Body of Evidence. Patricia D Cornwell

Body of Evidence

Patricia D Cornwell

Body of Evidence

Patricia D Cornwell

Kay Scarpetta #2

PROLOGUE

August 13

KEY WEST

Dear M,

Thirty days have passed in measured shades of sunlit color and changes in the wind. I think too much and do not dream.

Most afternoons I’m at Louie’s writing on the porch and looking out at the sea. The water is mottled emerald green over the mosaic of sandbars, and aqua as it deepens. The sky goes on forever, clouds white puffs always moving like smoke. A constant breeze washes out the sounds of people swimming and sailboats anchoring just beyond the reef. The porch is covered and when a sudden storm whips up, as it often does late afternoon, I stay at my table smelling the rain and watching it turn the water nappy like fur rubbed the wrong way. Sometimes it pours and the sun shines at the same time.

Nobody bothers me. By now I am part of the restaurant’s family, like Zulu, the black Lab who splashes after Frisbees, and the stray cats who silently wander up to politely wait for scraps. Louie’s four-legged wards eat better than any human. It is a comfort to watch the world treat its creatures kindly. I cannot complain about my days.

It is the nights I dread.

When my thoughts creep back into dark crevices and spin their fearful webs I pitch myself into crowded Old Town streets, drawn to noisy bars like a moth to light. Walt and PJ have refined my nocturnal habits to an art. Walt returns to the rooming house first, at twilight because his silver jewelry business in Mallory Square grinds to a halt after dark. We open bottles of beer and wait for PJ. Then out we go, bar to bar, usually ending up at Sloppy Joe’s. We are becoming inseparable. I hope the two of them will always be inseparable. Their love no longer seems out of the ordinary to me. Nothing does, except the death I see.

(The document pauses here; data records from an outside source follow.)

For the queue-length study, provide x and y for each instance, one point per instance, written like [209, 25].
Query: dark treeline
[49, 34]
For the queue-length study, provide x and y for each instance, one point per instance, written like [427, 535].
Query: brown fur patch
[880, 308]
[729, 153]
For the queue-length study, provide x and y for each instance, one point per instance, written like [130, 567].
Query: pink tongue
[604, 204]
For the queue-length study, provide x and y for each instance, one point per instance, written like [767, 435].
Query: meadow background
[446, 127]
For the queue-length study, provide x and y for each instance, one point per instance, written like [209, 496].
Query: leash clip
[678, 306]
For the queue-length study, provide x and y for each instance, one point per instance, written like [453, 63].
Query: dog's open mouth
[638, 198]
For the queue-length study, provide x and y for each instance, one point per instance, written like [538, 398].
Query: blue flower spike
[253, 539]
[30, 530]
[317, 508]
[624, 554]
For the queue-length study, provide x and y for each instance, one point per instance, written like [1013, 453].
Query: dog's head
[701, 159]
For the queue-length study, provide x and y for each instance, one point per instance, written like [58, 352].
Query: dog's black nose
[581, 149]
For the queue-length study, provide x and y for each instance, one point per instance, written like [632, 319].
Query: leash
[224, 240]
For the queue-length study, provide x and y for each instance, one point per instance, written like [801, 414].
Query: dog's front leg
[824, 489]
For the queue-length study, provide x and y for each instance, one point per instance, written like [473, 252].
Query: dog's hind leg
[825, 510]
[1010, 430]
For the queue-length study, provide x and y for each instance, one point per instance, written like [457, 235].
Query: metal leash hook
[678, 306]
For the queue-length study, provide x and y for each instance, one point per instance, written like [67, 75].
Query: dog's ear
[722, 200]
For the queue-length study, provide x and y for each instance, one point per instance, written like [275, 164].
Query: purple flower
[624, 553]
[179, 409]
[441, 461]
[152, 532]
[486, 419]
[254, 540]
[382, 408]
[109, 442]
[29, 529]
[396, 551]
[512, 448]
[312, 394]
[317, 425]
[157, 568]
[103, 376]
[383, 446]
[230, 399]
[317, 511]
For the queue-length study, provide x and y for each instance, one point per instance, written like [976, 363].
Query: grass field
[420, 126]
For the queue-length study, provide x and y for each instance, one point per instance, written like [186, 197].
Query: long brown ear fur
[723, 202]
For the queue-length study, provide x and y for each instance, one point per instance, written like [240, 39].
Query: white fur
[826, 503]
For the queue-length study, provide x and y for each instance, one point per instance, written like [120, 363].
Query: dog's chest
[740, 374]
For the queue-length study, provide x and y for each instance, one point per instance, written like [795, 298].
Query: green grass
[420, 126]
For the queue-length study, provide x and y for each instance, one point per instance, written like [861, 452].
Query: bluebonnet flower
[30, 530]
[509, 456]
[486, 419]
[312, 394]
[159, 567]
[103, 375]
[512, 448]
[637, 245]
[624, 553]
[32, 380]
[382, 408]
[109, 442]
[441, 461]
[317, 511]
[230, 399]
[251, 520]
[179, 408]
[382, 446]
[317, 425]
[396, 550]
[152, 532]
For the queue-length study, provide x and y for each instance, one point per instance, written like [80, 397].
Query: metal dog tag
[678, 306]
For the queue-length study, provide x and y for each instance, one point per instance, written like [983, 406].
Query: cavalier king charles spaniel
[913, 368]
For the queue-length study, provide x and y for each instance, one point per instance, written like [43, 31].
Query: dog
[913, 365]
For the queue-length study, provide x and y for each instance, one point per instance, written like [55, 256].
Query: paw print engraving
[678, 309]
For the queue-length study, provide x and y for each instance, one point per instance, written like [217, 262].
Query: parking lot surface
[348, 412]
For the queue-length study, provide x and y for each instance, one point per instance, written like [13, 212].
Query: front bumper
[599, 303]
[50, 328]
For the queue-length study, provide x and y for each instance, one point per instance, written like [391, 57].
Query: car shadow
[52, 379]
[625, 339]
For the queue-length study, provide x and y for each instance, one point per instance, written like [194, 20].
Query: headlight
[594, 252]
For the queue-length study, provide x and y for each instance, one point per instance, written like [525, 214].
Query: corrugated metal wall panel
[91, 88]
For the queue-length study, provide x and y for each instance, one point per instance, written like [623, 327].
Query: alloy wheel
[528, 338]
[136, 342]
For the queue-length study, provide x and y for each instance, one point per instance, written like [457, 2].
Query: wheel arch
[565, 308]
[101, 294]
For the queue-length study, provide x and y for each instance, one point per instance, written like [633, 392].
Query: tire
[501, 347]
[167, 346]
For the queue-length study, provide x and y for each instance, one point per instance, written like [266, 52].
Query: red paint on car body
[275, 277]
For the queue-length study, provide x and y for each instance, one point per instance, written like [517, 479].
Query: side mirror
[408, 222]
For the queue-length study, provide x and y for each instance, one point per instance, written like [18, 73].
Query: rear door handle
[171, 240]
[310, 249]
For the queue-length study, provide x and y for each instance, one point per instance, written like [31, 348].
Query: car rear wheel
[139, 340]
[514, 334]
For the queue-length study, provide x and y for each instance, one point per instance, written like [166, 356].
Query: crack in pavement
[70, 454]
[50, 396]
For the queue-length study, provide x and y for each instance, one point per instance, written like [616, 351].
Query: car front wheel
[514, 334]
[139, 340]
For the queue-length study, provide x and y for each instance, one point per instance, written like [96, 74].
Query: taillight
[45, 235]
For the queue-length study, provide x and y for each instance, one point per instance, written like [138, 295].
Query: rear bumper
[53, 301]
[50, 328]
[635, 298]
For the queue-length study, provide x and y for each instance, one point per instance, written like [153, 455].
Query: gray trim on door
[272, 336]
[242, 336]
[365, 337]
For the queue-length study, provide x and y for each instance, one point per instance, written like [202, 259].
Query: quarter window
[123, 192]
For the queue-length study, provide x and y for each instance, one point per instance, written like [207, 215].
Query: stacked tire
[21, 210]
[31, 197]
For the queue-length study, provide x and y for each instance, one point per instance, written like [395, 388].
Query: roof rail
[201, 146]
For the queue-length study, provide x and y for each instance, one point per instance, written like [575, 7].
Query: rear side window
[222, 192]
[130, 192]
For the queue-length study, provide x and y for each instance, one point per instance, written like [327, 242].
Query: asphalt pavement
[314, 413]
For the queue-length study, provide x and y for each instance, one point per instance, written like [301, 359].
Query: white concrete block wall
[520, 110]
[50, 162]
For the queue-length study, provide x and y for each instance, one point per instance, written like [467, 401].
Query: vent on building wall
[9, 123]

Men emaciated and wan, their eyes windows through which I see tormented souls. AIDS is a holocaust consuming the offerings of this small island. Odd I should feel at home with the exiled and the dying. I may be survived by all of them. When I lie awake at night listening to the whirring of the window fan I’m seized by images of how it will happen.

Every time I hear a telephone ring, I remember. Every time I hear someone walking behind me, I turn around. At night I look in my closet, behind the curtain and under my bed, then prop a chair in front of the door.

Dear God, I don’t want to go home.

Beryl

September 30 KEY WEST

Dear M,

Yesterday at Louie’s, Brent came out to the porch and said the phone was for me. My heart raced as I went inside and was answered by long distance static and the line going dead.

The way that made me feel! I’ve been telling myself I’m too paranoid. He would have said something, and delighted in my fear. It’s impossible he knows where I am, impossible he could have tracked me here. One of the waiters is named Stu. He recently broke off with a friend up north, then moved here. Maybe his friend called and the connection was bad. It sounded like he asked for “Straw” instead of “Stu,” and then when I answered he hung up.

I wish I had never told anyone my nickname. I am Beryl. I am Straw. I am frightened.

The book isn’t finished. But I’m almost out of money, and the weather has turned. This morning it’s dark and there’s a fierce wind. I’ve stayed in my room because if I tried to work at Louie’s the pages would blow out to sea. Streetlights have blinked on. Palm trees are struggling against the wind, fronds like inside-out umbrellas. The world moans outside my window like something wounded, and when the rain hits the glass it sounds as if a dark army has marched in and Key West is under siege.

I must leave soon. I will miss the island. I will miss PI and Walt. They have made me feel cared for and safe. I don’t know what I’ll do when I get back to Richmond. Perhaps I should move right away, but I don’t know where I will go.